John Chen will find selling 10 million BlackBerry (NASDAQ:BBRY) handsets annually is not an impossible task. The first BlackBerry OS 10 handset for this year, the Z3, got a very warm welcome in Indonesia. It's far from an iPhone-level of success, but Indonesians still lined up in Jakarta to get their hands on this first Foxconn-made BlackBerry 10 smartphone.
The blog entry of Eric Lai should weaken the pessimistic article published by Agence France-Presse [AFP]. The AFP article stated only around 50 people lined up for the first day of the May 16-18 launch event for the BlackBerry Z3 in Jakarta. I know it's dangerous to question the veracity of AFP reporting, but I would like to believe that this was a wrong and premature judgment of a three-day event.
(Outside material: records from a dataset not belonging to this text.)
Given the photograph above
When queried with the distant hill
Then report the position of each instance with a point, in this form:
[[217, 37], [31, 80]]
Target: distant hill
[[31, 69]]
All the BlackBerry fan sites and the official blog of BlackBerry said the Z3 sold out on its first day of its official release in Jakarta. Here are some of the pictures that BlackBerry employees took during the first day of the launch. It's incorrect to assume that BlackBerry only sold 50 Z3s last Friday at Central Park Mall Jakarta.
The pictures above were taken May 16. I want to assume that the BlackBerry Z3 sold out again during the weekend. The news vine previously reported a very strong pre-order interest for this phone two weeks ago.
Indonesia Is the Acid Test
John Chen opted to launch the Z3 in Indonesia because it is where BlackBerry still has significant presence. The May 16-18 event in Jakarta is Chen's acid test whether BlackBerry still commands enough market appeal to make its phone division profitable again.
BlackBerry phones used to enjoy 43% share of smartphone sales in Indonesia in 2011. The entry of cheap Android phones has eroded it to 14% by 2013. However, Indonesia is still Chen's best bet for a comeback in phones. BlackBerry has basically lost all of its glory in other countries.
Source: Kantar World Panel
As of Q1 2014, BlackBerry has a mere 2.7% market share in the U.S. too.
BBRY will be in deep trouble if the Z3 does not deliver enough sales numbers. Even though a poor market acceptance for the Z3 won't kill BlackBerry, the sell-side community will likely punish BBRY for the rest of 2014. I, on the other hand, will not lose hope if Indonesians don't give enough support for the BlackBerry Z3.
There are other countries where an Android-compatible $200 BlackBerry 10 smartphone can find buyers. India, Latin American countries, the Philippines, China, and African emerging markets are ripe for an affordable BlackBerry phone that can run Android apps like the Z3.
Foxconn's influence in China will help the Z3 gain enough retailers support in that country. Some Chinese customers will find an Android app-compatible BlackBerry phone attractive. Filipinos and other Asians who used to love the BlackBerry brand will find the Z3 affordable enough. The upcoming BlackBerry OS 10.3 update will even bring more goodies for Android apps users.
The $191 price tag for the Z3 Jakarta is fair enough considering its specs. I hope it gains carrier support among Asian, Latin American, and African countries. John Chen's 10 million handset target will be a lot easier to achieve if mobile service operators starts wholesale purchases of the Z3 for bundling on their low-end postpaid subscription plans.
The Z3's success in Indonesia will make it easier for John Chen to convince carriers around the world to support it. Foxconn can also use some of its worldwide contacts to pressure a few carriers to give the Z3 a chance. The biggest operator here in the Philippines, Smart, is still offering the BlackBerry Q10 and Z10 for diehard BlackBerry users.
Furthermore, the market appeal of BlackBerry is still strong enough that Chinese/Korean cloners are still finding it profitable to make and sell clones of the Z30 and Z10. These two BB10 phones will not provoke piracy if the brand is dead.
The BlackBerry brand is not yet deceased. John Chen can cure the disease. The Z3 and the Classic are the first step towards making the handset division profitable again. BBRY is a long-term HOLD.
Disclosure: I am long BBRY. I wrote this article myself, and it expresses my own opinions. I am not receiving compensation for it (other than from Seeking Alpha). I have no business relationship with any company whose stock is mentioned in this article.